But Pismo Beach is weird. The cliff over the beach is fake, walled with concrete, because the ocean has almost eroded away the neighborhood. There are tall street lamps right at the edge. The one at the end of this street flashes on and off at a stupidly fast interval, so you get a few precious minutes of dark waves, and then you’re blasted with orange light, and you cast a 70-foot-tall shadow across the beach.
The back half of the beach is shadowed by the cliff, as is the bottom half of the stairwell that takes you down there. I will readily admit to being too scared to go down past the first landing.
So I stood on the landing for a few cycles of the streetlight, looking out at the ocean.
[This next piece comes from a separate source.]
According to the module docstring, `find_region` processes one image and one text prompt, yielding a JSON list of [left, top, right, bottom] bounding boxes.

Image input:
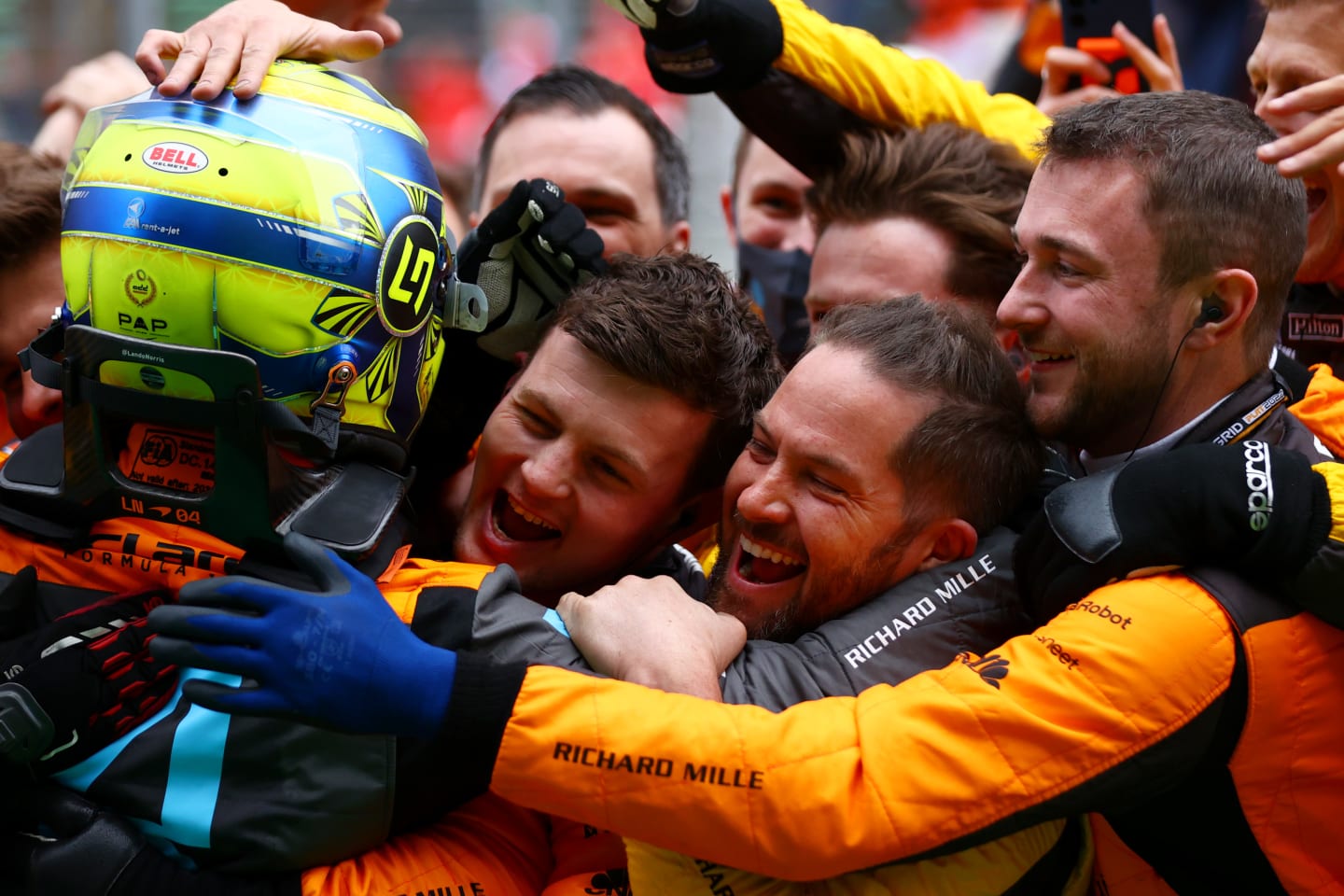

The stars were plentiful and fuzzy, but the opulent homes along the coast were much brighter. I saw a couple meteors during the dark cycles. The waves rolled in and out, a sound and force that frightened me in the super-weird context of the artificial beach lit from the street.
While I was there, I thought about deadlines. I wondered how accountable I really was. I don’t owe anyone anything specific, unless you count The Internet, which is a place I keep posting things that say I’m accountable for something. I make things for The Internet because it feels like it’s full of people waiting for them. As long as I keep telling You, People Out There Reading This, what I’m going to do and when, it puts pressure on me. Deadlines make me work.
Because I’m alone out here at the beach, even more alone than I am building my solo website at home instead of working for a company, I’m lonely, and I’m putting way too much stuff on The Internet, begging for ‘likes’ to compensate. I’m fishing for deadlines.
This is narcissism. Navel-gazing. It's not journalism. It's journaling. Making the blinky cursor move to the right does not always mean a worthy story is coming out. But as long as something is coming out, it feels like work.
I realized this as the streetlight popped on again, destroying any sense of what was natural about this scene on the beach at night. I’m working in this ass-backwards way that’s shrouded in delusion. I’ll never do any good work like this.
I’ve been reading lots of interesting reactions to a 2010 paper by Henrich, Heine, and Norenzayan called The weirdest people in the world?, which I have not read. I get the idea from these two long articles about it. It proposes WEIRD as an acronym for Western, Educated, Industrialized, Rich, and Democratic, and it says WEIRD people turn out funny.
Basically, that kind of society teaches egoistic thought and behavior and suppresses bodily thought and behavior, which makes us into alienated, fearful little cephalopods in caves instead of healthy, prosocial monkeys that feel like an embodied part of their environment. And the monkey one is the truth: we are a part of each other and our environment, and to think we’re separate or better is dishonest. I really recommend “Honesty and the Human Body,” a guest post by Kevin Simler on Ribbonfarm, for the full-fledged argument I’m riffing on here. It’ll come up often in my upcoming work, I think.
What I’m trying to say is, fuck this, I’m going for a hike all day, and I have to leave my phone at home. I can only safely avoid the Internet by removing the option. I’m tired of being a little floating head. I need to get embodied again, or nothing I write is going to make any goddamn sense.
But you’ll still be there when I get back… right, Internet?